The event had no legal standing. Biden won Nevada by more than 33,000 votes.

Nevada Republican Party tweet
Nevada’s six Republican Party electors cast symbolic votes for President Donald Trump. The votes have no legal merit as the state’s actual electors cast their votes for President-elect Joe Biden. (Twitter/KLAS)

In Nevada in 2020, 10 dead voters had ballots cast in their names and 10 people voted twice, the I-Team learned from a secretary of state report, far below initial claims from state and national Republicans alleging nearly 4,000 individual cases of voter fraud.

A review of the reports found 10 possibly deceased voters had ballots cast in their names, the report said, citing data from the Office of Vital Statistics.

In one case, Donald “Kirk” Hartle, who told the I-Team last year that someone had stolen his deceased wife’s ballot and voted, in fact voted himself, officials said.

An envelope accompanying the documents indicates the packet was sent via certified mail to the National Archives from rural Minden, Nevada, later that day. It arrived in Washington, D.C., on Dec. 22. (KLAS)

Rosemarie Hartle, of Las Vegas, died in 2017 at age 52 from breast cancer, Kirk Hartle, told the I-Team after the November election. A ballot for Rosemarie was issued in October 2020 and later received by the county, but Kirk said the ballot never came to his house. The I-Team found even though Rosemarie died in 2017, her name appeared on the active voter list.

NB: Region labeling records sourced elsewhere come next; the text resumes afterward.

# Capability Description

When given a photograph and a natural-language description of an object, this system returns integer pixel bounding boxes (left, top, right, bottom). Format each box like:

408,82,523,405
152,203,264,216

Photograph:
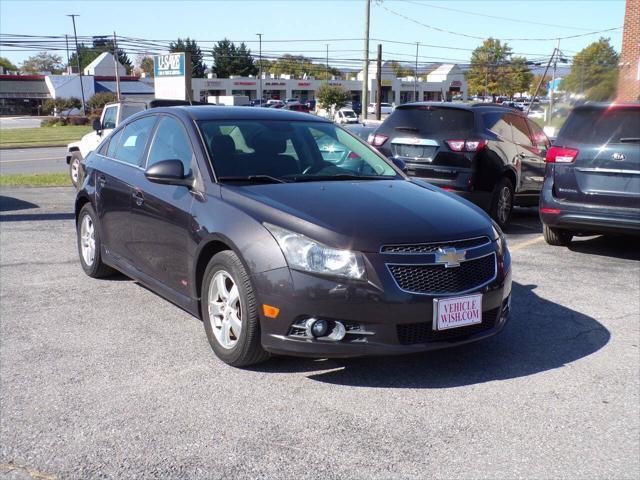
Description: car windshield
198,120,401,182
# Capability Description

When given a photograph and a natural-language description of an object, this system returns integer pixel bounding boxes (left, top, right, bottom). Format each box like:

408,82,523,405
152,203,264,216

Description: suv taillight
545,147,578,163
445,140,487,152
367,133,389,147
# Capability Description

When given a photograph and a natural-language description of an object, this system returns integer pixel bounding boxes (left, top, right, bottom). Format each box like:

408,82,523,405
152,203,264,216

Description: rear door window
507,113,532,147
382,108,474,138
111,115,156,165
558,107,640,145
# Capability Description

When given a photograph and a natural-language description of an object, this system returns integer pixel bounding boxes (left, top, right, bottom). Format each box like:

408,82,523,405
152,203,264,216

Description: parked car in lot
367,103,393,115
75,107,511,366
334,108,358,124
369,102,549,228
540,104,640,245
66,101,147,187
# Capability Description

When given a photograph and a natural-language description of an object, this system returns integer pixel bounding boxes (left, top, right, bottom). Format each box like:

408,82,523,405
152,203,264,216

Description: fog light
307,318,329,338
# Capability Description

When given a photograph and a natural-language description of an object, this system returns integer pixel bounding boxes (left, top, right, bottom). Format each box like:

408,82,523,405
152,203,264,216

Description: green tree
0,57,18,72
316,84,351,110
20,52,64,74
560,37,619,100
503,57,533,98
169,37,207,78
527,74,551,97
466,38,511,96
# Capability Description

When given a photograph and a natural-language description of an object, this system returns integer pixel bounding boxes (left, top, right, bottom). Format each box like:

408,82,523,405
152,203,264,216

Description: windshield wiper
291,173,395,182
218,175,287,183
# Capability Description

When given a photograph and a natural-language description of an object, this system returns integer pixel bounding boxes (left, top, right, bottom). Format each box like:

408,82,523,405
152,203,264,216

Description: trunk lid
554,105,640,207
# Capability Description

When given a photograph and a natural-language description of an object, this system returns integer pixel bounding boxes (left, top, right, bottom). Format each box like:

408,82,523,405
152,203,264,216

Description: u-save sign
153,53,185,77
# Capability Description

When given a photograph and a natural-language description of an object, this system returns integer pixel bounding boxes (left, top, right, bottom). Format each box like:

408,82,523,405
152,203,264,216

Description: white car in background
333,108,358,124
367,103,393,115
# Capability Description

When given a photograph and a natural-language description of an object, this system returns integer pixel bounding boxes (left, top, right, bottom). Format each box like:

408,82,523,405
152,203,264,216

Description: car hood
222,180,492,252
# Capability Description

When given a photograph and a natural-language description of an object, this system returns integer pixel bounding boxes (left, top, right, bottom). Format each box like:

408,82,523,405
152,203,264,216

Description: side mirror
389,157,409,172
144,160,193,188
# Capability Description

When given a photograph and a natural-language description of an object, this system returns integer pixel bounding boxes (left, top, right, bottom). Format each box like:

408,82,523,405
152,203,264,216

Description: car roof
396,102,522,113
140,105,331,123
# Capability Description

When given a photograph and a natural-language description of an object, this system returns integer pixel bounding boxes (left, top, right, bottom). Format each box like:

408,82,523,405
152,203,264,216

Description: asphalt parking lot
0,188,640,479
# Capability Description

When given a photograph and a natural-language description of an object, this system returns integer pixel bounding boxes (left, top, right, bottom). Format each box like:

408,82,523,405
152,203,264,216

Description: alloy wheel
208,270,242,350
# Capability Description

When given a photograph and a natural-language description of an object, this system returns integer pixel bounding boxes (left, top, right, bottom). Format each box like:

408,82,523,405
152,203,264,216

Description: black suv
540,103,640,245
369,102,549,227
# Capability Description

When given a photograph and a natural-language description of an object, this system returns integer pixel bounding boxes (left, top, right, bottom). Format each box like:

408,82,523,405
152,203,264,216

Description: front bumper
253,256,511,358
540,180,640,235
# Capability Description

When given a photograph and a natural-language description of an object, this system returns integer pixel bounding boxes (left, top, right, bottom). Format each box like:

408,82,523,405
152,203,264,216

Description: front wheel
489,177,514,229
542,224,573,247
201,250,269,367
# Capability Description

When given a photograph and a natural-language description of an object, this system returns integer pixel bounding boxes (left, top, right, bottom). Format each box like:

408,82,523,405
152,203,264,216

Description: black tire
76,203,115,278
69,152,84,189
542,224,573,247
200,250,269,367
489,177,514,229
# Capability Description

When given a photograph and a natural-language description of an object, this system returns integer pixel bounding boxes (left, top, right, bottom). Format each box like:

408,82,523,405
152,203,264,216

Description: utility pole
547,39,560,123
67,13,87,115
64,33,71,73
362,0,371,120
113,30,120,101
256,33,262,102
376,43,382,120
413,42,420,102
325,43,329,84
525,48,557,115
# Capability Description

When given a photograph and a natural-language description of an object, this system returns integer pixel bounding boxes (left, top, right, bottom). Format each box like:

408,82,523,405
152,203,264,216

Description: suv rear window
384,106,474,138
556,107,640,145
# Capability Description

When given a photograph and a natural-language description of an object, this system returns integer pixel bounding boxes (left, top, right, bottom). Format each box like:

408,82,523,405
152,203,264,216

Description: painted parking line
509,235,544,252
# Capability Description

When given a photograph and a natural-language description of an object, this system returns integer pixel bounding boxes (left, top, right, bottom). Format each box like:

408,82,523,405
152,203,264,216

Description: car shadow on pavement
504,207,542,235
255,283,611,388
569,235,640,261
0,195,38,212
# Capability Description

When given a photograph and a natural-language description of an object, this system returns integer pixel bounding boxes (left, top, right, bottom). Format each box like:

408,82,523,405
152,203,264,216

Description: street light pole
256,33,262,106
67,13,87,115
362,0,371,120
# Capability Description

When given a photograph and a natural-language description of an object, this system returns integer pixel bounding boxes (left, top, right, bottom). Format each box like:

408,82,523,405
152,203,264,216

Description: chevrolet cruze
75,106,511,366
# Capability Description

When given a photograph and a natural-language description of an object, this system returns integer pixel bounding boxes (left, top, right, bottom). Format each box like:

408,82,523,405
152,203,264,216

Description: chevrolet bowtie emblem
436,247,467,268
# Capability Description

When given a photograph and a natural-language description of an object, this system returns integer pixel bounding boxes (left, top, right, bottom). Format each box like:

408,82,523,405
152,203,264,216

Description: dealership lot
0,188,640,478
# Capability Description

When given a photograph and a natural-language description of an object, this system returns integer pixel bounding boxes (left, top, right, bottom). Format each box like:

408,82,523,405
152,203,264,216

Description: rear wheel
201,250,269,367
489,177,514,229
542,224,573,247
76,203,114,278
69,152,83,188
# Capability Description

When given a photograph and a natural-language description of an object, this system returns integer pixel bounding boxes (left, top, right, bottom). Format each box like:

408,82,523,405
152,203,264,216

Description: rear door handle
133,188,144,207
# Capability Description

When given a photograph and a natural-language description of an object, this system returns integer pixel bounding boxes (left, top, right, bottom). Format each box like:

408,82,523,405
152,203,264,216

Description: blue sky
0,0,625,66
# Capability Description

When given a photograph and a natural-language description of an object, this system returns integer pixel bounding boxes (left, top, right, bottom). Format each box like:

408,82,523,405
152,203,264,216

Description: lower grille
397,307,500,345
388,254,496,294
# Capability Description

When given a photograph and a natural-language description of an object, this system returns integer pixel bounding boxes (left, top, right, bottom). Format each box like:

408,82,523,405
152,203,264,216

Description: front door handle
133,188,144,207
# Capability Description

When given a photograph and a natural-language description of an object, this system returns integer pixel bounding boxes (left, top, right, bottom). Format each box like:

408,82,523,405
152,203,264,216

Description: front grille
388,254,496,294
397,307,500,345
380,237,491,253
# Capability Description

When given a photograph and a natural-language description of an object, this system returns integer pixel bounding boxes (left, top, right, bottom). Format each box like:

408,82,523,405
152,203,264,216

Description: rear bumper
540,181,640,235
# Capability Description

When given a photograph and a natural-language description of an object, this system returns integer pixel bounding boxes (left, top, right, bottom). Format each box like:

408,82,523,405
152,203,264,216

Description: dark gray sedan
75,106,511,366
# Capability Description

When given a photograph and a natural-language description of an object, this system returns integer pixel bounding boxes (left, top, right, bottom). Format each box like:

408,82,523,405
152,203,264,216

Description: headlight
264,223,365,280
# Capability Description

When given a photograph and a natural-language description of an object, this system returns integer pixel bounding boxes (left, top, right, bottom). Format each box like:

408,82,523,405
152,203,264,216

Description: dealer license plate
433,293,482,330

The I-Team was first to report that prosecutors were charging Kirk Hartle in October 2021. In a plea agreement, Kirk Hartle pleaded guilty to one charge of voting more than once in the same election, which is a category D felony. Category D felonies carry a maximum prison sentence of four years.

As part of the plea deal, Hartle avoided prison time and was placed on probation. If he stays out of trouble for a year, he will be able to withdraw his plea and instead plead guilty to a charge of conspiracy to commit voting more than once in the same election.

Rosemarie Hartle’s ballot was one of two cited by Nevada Republicans and national party leaders as evidence of voter fraud in Nevada.

“Dead people voted in Clark County,” Matt Schlapp, chair of the American Conservative Union, said in a news conference after the election last year. “We have two examples that we have talked about and want to talk about today. One is the death of Rosemarie Hartle in 2017.”

The other allegation Schlapp referenced appears to have not been intentional, the I-Team confirmed last year.

Neither the Nevada GOP nor Schlapp have responded to repeated requests for comment on the Hartle case. A spokesperson at the Secretary of State’s Office said staff worked a combined 240 hours on the Hartle case.

It can take years for voter fraud elections to end in charges. There are cases from the 2016 election that are still making their way through court.

Voter fraud is a felony and carries a fine and jail time. Cegavske’s party censured her for defending the election, which she oversaw.

The I-Team reached out to the Nevada GOP again on Wednesday for comment.

The Nevada Attorney General’s Office declined to comment.